Question

Integration by parts

Answer 1

\[\int\limits x ^{-2} \ln(x) dx\]

Answer 2

i this correct so far i got

u= x^-2 dv= ln(x)

du= -2x dx v= 1/x

Answer 3

\[\int\limits x ^{-2} \ln(x)= (x ^{-2})(1/x)-\int\limits (-2x)(1/x)dx\]

Answer 4

Integral of Ln(x) is not 1/x and I do not know if it actually can be performed.

Answer 5

u right it isn't that was my mistake

Answer 6

\[\int\limits_{}^{} \ln (u) du = u \ln (u) - u + c\]

Answer 7

@Johnbc the integral \(\int \ln x~dx\) can be performed by parts.
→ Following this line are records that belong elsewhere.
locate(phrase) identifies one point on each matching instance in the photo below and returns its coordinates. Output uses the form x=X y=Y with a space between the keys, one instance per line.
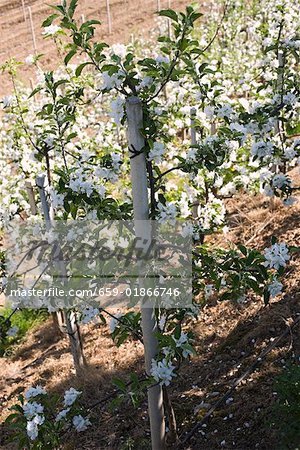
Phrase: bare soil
x=229 y=336
x=130 y=18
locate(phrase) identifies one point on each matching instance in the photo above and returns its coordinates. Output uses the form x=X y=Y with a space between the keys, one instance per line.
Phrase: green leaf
x=120 y=384
x=169 y=13
x=72 y=8
x=80 y=68
x=49 y=20
x=70 y=55
x=35 y=91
@givanna618 for this problem you want \(u=\ln x\) and \(dv=x^{-2}~dx\).

Answer 8

It can be performed but it seems like it would be easier to do u = Ln (x)

Answer 9

okay so du= 1/x and v = x^-1

Answer 10

@Johnbc if using substitute like that, you get stuck and still have to do more.

Answer 11

-1/x for v i mean

Answer 12

Yes

Answer 13

so \[\int\limits x ^{-2} lnx dx = (\ln(x))(-1/x) - \int\limits(1/x)(-1/x) dx\]

@SithsAndGiggles

Answer 14

Right. Simplify that if you please

Answer 15

can someone please help think I'm stuck

Answer 16

can u show me how its done

Answer 17

You performed it correctly.

Answer 18

Now all you need to do is simplify the expression in the integral and integrate.